With thousands of students graduating each year, I cannot help but wonder if there are enough jobs out there for our budding graduates. Despite our students’ aspiring hopes, HR Magazine points out that it is not just the availability of jobs that appear scarce.
HR reports claim that one in five students are now leaving university without work experience, which seems to severely limit their chances of gaining a successful career. As employers seek great skills, ambition and energetic drive in their future employees, it appears some students fail to make the mark with their lack of work experience standing as a major hurdle on their final leap to success.
As a student currently seeking summer employment, I understand just how difficult it is to find a working role, with past experience appearing a necessity for practically every job I have applied for. Despite the fact that I have never encountered a paid job, my past summers have been filled with work experience placements and volunteer duties, which have been regarded equally valued within the application system.
As I look at the figures from HR Magazine, I sit here thinking “how is it possible?” Yes, it is evident that our studies must come first. It is clear that you must be capable of balancing a working life with your university studies, but let’s face it, on a yearly basis students have far more free time than they have scheduled to study, so are there really any excuses for a lack in effort? With holiday breaks, reading weeks and never-ending summers being handed to us on a plate, it begs us to question – can students really say that we do not have any time to work?

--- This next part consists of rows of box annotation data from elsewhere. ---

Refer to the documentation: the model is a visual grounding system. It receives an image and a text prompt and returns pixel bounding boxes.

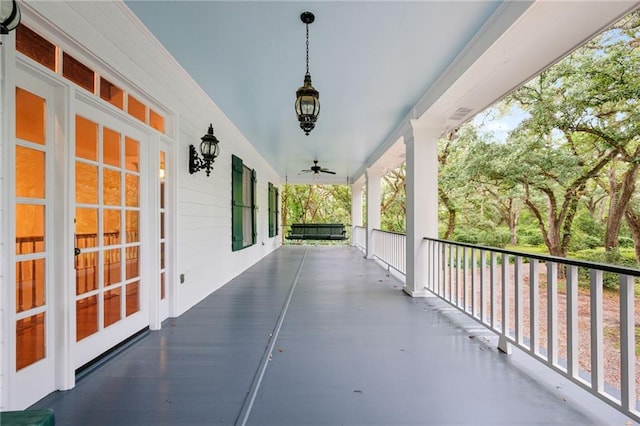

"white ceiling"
[126,0,636,183]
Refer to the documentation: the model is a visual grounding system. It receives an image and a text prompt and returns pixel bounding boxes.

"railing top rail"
[373,228,407,237]
[423,237,640,277]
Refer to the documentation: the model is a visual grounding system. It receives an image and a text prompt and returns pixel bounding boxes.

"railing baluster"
[590,269,604,392]
[462,247,469,312]
[501,253,510,336]
[529,259,540,356]
[489,251,498,330]
[425,238,640,421]
[480,250,487,324]
[445,244,453,302]
[567,265,580,378]
[513,256,524,345]
[620,275,636,411]
[471,248,478,318]
[547,262,558,366]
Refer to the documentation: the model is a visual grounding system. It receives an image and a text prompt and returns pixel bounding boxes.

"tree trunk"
[625,206,640,265]
[604,163,640,251]
[438,190,456,240]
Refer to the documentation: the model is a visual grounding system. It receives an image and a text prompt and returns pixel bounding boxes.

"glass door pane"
[14,87,49,371]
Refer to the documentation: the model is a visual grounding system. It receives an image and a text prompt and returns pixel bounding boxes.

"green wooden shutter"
[269,182,276,238]
[251,169,258,244]
[231,155,244,251]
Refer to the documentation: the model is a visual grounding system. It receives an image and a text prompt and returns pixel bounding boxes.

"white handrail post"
[366,168,382,259]
[404,120,442,297]
[620,275,636,411]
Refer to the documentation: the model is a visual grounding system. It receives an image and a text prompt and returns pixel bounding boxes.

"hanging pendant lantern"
[295,12,320,135]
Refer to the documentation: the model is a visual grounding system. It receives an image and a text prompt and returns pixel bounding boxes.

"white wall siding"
[0,1,280,409]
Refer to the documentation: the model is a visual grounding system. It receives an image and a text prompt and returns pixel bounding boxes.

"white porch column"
[351,183,362,245]
[366,168,382,259]
[404,120,440,297]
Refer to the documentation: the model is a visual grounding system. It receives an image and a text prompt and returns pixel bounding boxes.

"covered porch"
[33,246,629,425]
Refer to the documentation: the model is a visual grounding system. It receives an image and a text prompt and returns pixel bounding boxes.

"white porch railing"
[351,225,367,252]
[364,230,640,421]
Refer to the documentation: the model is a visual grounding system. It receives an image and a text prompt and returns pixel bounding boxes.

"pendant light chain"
[306,24,309,74]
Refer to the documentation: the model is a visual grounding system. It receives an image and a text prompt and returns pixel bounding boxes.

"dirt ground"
[443,265,640,395]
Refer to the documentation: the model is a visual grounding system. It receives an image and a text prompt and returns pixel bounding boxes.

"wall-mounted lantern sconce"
[0,0,20,34]
[189,124,220,176]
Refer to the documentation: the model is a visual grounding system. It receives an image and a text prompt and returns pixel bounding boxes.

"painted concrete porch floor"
[33,246,628,426]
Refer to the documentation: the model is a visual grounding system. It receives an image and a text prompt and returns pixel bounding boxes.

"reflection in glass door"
[75,116,141,355]
[15,87,51,371]
[160,151,167,301]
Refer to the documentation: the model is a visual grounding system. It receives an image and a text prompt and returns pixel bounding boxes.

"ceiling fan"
[298,160,336,175]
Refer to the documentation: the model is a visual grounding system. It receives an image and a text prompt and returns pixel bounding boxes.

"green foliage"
[570,248,638,290]
[517,226,544,247]
[569,231,602,252]
[282,185,351,241]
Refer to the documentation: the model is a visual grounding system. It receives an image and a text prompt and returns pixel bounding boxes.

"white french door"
[72,102,149,368]
[10,74,61,408]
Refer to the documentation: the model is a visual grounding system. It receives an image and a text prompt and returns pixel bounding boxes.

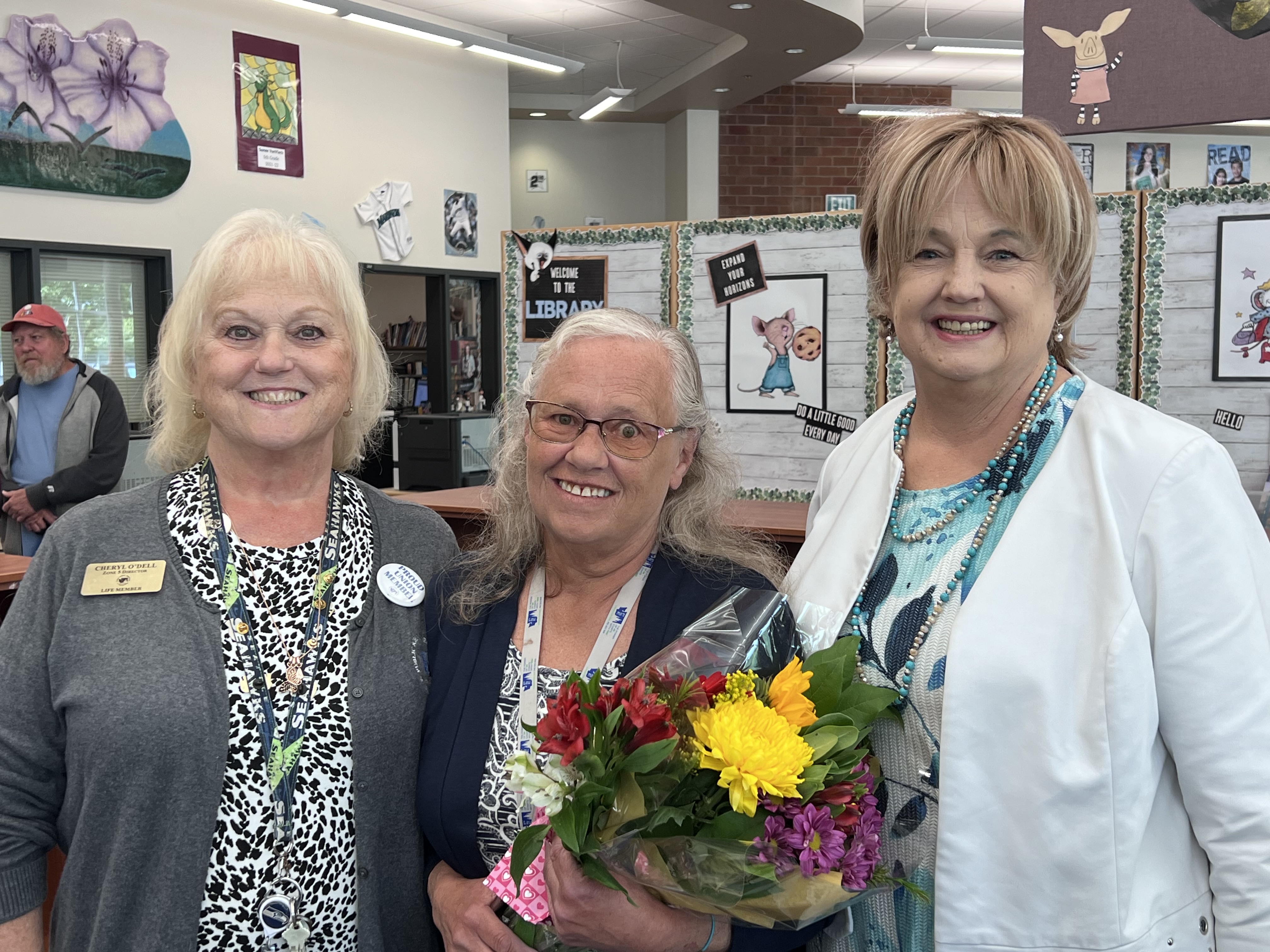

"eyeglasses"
[524,400,692,460]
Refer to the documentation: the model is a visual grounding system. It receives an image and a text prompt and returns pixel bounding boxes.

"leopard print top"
[168,466,375,952]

Look around. Summer is here, and it’s offering internships, work placements and summer camp opportunities at every corner. HR Magazine makes it clear that up to a fifth of students are highly lacking key skills, such as self-management, problem solving and even the basic attitude to work.
With this idea in mind it seems foolish to waste the lengthy summer months we have ahead by lazing in the sunshine, and boozing at the local bars. Employers are making it clear that greater work experience provides you with greater chances of employment, and with the university clock ticking by the day, it seems we students should be grasping all opportunities of work with both hands.
Experience is no longer considered as a handy CV booster. Instead, it could be the difference between your application progressing to an interview or quite simply, flying into the trash.